My Spy The Eternal City – Official Trailer | Prime Video
This sequel brings back Bautista and Coleman as JJ and Sophie, respectively. JJ has gotten used to being Sophie's stepfather, but Sophie reaches a rebellious age in her adolescence. She changes and becomes more concerned with asking the boy she has a crush on to dance. This is a good setup for a sequel, but the problem with My Spy The Eternal City is how it struggles to balance serious action with a childish premise. The original film had the same problem of being a PG-13 action film with a silly concept. This film, however, is committed to the action genre and doesn't do it well.
The opening act sends our characters on a school trip, with JJ as chaperone. It takes a while for the villain plot to connect to the main story, but once it does, our movie is in motion. The premise feels like a less fun version of Spider-Man: Far From Home . Far from Home worked because it balanced the tone between fun and serious. My Spy The Eternal City doesn’t work because the humor generally feels poorly timed. The sequences lack tension to begin with, but once a joke is thrown in, all tension disappears.

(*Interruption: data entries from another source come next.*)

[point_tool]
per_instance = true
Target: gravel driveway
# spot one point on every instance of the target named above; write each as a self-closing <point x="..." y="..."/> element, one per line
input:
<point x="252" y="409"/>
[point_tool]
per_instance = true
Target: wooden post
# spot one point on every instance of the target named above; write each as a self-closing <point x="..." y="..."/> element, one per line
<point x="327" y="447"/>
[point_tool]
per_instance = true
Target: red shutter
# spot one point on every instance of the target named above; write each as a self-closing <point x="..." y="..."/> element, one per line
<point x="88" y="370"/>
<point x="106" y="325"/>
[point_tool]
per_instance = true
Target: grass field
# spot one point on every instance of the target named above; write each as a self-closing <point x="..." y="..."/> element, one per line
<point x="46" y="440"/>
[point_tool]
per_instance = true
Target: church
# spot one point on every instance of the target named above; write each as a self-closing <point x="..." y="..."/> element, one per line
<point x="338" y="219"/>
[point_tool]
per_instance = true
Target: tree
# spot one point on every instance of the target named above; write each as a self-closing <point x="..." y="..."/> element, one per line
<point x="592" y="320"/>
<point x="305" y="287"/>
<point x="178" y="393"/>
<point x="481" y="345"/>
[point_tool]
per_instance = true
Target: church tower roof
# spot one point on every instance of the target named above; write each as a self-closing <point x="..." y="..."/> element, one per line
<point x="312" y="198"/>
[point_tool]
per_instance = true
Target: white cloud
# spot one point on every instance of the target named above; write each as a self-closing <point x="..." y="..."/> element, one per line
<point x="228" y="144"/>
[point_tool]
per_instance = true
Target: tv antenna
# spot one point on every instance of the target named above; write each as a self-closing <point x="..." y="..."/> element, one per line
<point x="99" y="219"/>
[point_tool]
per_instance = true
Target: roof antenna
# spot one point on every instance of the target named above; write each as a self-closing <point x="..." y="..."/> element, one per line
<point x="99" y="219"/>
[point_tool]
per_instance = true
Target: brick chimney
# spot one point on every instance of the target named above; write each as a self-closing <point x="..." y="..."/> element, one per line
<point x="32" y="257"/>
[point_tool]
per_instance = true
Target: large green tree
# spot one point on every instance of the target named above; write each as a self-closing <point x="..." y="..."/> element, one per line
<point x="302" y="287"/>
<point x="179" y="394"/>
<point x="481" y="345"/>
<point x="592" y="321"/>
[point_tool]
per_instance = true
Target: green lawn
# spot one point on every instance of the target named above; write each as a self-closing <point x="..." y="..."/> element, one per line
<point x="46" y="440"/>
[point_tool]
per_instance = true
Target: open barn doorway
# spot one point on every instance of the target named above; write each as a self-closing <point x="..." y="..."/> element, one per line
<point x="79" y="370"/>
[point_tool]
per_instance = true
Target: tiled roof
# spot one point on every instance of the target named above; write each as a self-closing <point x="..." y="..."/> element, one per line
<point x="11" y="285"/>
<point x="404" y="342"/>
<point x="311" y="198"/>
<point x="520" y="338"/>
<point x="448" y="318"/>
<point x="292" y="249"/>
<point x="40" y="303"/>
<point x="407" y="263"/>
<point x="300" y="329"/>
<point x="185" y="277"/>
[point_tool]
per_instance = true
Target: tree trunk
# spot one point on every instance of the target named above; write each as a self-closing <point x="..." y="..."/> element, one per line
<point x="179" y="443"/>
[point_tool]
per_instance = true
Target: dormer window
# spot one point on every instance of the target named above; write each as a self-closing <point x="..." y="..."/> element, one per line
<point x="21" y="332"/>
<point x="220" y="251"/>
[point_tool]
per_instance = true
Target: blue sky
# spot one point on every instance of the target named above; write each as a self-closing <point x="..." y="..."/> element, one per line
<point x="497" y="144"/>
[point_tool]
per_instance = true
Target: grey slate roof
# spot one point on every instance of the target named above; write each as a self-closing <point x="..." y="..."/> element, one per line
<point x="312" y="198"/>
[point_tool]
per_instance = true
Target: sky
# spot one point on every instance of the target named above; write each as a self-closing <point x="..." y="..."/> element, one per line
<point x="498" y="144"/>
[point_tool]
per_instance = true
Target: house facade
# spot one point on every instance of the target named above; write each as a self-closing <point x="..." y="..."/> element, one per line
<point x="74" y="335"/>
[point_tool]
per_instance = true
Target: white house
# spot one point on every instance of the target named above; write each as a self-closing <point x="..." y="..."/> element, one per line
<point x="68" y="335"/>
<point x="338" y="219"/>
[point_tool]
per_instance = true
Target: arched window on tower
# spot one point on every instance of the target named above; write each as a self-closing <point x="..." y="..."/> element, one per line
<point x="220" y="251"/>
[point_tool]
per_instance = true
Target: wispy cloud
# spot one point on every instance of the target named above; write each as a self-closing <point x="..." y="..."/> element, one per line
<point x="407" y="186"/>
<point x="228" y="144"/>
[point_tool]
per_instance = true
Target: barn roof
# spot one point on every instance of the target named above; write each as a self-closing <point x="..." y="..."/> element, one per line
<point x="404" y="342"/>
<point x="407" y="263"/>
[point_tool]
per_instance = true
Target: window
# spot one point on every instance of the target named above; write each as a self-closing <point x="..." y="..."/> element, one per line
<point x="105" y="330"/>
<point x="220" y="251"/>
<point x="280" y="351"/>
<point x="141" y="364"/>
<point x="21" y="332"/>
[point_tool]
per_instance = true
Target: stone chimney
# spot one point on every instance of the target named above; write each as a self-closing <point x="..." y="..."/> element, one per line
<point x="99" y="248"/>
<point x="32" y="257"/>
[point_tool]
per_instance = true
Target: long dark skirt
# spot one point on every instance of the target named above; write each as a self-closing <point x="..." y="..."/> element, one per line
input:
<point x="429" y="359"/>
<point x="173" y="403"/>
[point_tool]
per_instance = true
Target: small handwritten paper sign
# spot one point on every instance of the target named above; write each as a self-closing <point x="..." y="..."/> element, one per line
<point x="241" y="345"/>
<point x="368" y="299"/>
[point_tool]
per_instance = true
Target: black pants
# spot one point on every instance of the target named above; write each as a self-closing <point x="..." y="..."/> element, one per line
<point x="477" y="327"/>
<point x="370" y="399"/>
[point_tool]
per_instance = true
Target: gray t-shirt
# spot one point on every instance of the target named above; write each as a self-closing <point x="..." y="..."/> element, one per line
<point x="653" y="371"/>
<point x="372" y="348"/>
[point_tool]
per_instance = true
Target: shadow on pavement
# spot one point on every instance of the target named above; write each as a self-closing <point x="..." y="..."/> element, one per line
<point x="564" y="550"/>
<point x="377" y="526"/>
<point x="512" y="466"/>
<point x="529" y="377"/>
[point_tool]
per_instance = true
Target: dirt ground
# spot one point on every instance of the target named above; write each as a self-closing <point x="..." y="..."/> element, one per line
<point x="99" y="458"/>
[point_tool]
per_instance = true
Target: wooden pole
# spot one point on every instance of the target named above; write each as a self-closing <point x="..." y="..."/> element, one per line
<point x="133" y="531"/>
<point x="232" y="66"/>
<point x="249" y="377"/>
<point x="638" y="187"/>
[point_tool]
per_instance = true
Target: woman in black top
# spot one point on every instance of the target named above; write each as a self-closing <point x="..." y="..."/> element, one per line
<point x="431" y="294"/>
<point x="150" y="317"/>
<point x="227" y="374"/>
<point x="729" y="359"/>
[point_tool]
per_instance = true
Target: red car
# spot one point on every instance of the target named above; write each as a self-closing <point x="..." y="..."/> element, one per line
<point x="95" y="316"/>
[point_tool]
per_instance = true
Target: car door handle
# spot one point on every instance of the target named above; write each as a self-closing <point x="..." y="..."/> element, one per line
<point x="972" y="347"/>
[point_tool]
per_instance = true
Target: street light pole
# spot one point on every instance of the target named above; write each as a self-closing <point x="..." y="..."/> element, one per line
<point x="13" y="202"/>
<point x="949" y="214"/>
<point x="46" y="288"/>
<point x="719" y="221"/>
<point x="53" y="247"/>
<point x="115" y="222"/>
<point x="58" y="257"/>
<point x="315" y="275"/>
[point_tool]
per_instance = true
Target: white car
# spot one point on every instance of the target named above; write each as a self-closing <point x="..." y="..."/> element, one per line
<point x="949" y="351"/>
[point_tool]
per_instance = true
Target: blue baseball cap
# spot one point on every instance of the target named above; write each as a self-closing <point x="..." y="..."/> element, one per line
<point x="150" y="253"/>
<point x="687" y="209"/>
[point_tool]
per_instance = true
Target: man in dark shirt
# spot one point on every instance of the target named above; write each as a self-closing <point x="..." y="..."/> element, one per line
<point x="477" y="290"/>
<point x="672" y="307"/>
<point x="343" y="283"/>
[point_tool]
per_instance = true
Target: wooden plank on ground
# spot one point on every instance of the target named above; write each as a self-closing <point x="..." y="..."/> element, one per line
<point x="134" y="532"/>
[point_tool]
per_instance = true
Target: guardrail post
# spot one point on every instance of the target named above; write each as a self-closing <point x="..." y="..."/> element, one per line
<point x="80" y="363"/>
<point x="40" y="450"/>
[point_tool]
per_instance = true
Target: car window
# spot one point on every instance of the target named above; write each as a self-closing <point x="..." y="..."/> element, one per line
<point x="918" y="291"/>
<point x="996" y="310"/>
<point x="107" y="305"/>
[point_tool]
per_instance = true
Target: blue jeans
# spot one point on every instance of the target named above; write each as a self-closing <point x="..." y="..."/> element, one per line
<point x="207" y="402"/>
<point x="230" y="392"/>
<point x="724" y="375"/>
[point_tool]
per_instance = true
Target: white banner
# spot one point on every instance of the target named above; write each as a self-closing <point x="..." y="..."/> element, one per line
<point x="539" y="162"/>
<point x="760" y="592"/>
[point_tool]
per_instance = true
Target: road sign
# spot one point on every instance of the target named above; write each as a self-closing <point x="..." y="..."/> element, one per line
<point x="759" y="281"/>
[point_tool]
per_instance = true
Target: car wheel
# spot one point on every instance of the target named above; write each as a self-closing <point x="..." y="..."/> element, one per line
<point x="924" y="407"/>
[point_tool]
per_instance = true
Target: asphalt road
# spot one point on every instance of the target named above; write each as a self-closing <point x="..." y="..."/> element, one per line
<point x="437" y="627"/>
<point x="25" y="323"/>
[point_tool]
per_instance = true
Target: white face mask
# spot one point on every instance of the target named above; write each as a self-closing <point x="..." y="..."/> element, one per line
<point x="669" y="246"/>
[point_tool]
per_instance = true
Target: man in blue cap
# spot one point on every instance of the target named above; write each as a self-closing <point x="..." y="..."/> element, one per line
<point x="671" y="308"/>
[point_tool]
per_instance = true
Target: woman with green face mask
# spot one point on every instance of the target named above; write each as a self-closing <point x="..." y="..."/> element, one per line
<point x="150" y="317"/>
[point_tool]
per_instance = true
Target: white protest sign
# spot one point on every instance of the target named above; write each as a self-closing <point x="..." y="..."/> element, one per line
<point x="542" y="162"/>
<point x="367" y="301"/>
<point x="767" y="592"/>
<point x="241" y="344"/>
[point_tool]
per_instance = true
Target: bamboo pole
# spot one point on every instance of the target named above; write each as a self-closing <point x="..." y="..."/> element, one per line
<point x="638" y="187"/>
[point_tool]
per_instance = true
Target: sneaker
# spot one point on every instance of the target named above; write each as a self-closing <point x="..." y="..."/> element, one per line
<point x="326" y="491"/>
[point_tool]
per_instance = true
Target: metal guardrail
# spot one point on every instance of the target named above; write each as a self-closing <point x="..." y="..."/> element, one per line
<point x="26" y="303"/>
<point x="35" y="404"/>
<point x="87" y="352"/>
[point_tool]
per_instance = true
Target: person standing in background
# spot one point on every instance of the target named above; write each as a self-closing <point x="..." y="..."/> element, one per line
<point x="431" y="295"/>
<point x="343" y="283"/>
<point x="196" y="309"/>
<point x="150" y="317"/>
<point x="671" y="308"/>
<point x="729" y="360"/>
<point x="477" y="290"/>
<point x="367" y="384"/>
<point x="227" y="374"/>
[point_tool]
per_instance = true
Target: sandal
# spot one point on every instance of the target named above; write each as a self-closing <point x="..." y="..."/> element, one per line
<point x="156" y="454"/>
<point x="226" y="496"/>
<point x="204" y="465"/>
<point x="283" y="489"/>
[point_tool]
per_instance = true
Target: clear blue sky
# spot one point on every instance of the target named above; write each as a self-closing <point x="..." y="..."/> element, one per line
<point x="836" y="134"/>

With the first act feeling like a Disney Channel coming-of-age adventure comedy, the transition into this action-thriller plot feels odd. The screenplay from writers Jon Hoeber, Erich Hoeber, and Segal intentionally ups the stakes from the first film. While it makes sense to up the stakes in a sequel, it still feels like we’re watching a cheaper version of a better film, especially with how it weaves its childish plot together. Parts of the finale feel inspired by Mission: Impossible – Fallout , with the film’s desperate desire for a giant nuclear plot feeling particularly out of place here.